I have a rich uncle who got rich working for Goldman Sachs. He no longer works for them, but he has a giant mansion in Atlanta. I never really understood what he did, but I know it involved the stock market.
The stock market is where algorithms make money. There are no products or services, there's just exploitation. I guess the original money of the companies in the stock market probably came from products or services, but I don't think that has much to do with their value on the stock market. I don't understand it much.
When I was in high school, a graduate of the University of Alaska - Fairbanks came to talk in one of my classes. He was an economics major, or something like that. He had a success story for us—he had learned how to exploit the stock market and made a bunch of money, because he had gone to college to learn how to do so. So now, he didn't really have to worry about working (but I'm sure he had some job exploiting the stock market).
Is that a good example for the youth?
The U.S. government spent a bunch of money bailing out the banks a few years ago, another example of promoting making money from money and algorithms, not actually producing a product or helping people in any way. And it didn't help at all, we're just further in the hole.
Again, I don't know that much about this stuff—I'm just going to be a high school teacher. I must be pretty dumb because teachers barely make enough money to support themselves.
But that's all I really need to be happy, anyway.

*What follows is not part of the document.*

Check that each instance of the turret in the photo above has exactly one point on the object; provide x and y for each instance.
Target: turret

Heffernan's article also relates to this idea of algorithms dictating peoples' lives. AOL apparently doesn't really want to offer a service, it just wants to figure out how to get the most advertising revenue and the prestige of a high rank on Google (again we see how Google rules the world). The sad thing is that people buy into it—advertisers and writers and the people who run AOL who thought it was a good idea.
The commodification of algorithms, the stock market, and Google rankings are just a few examples of how technology is getting a little too powerful for humans to keep under control. It's not the technology itself that is dangerous, it's the way people covet it. I honestly can't believe that laying a fiber-optic cable from NYC to Chicago to transmit algorithms for one company was even allowed to happen. That is the farthest thing from "sustainable" that I have ever heard of.
Technology is great, but how much of it is really necessary? How much of it is sustainable? Does producing a Kindle take more resources than producing the books people might buy instead of getting the electronic versions?
Do we really need all of this technology to be happy?
I know that I rely on technology every day and blah blah blah, I'm too young to remember life without technology. But I do think that we could be happier and more sustainable if we stepped back and tried to live more simply, without such heavy reliance on technology.
Do we control technology, or does technology control us?

That image really disturbed me too. Makes me wonder how many cables like that are underground that we don't even know about. And do we even know the long term effects of that?
ReplyDeleteRight now I'm picturing a sci-fi movie: Information leaks out of the cables into the ground like oil has been known to do, and suddenly the earth and the landscape KNOW THINGS.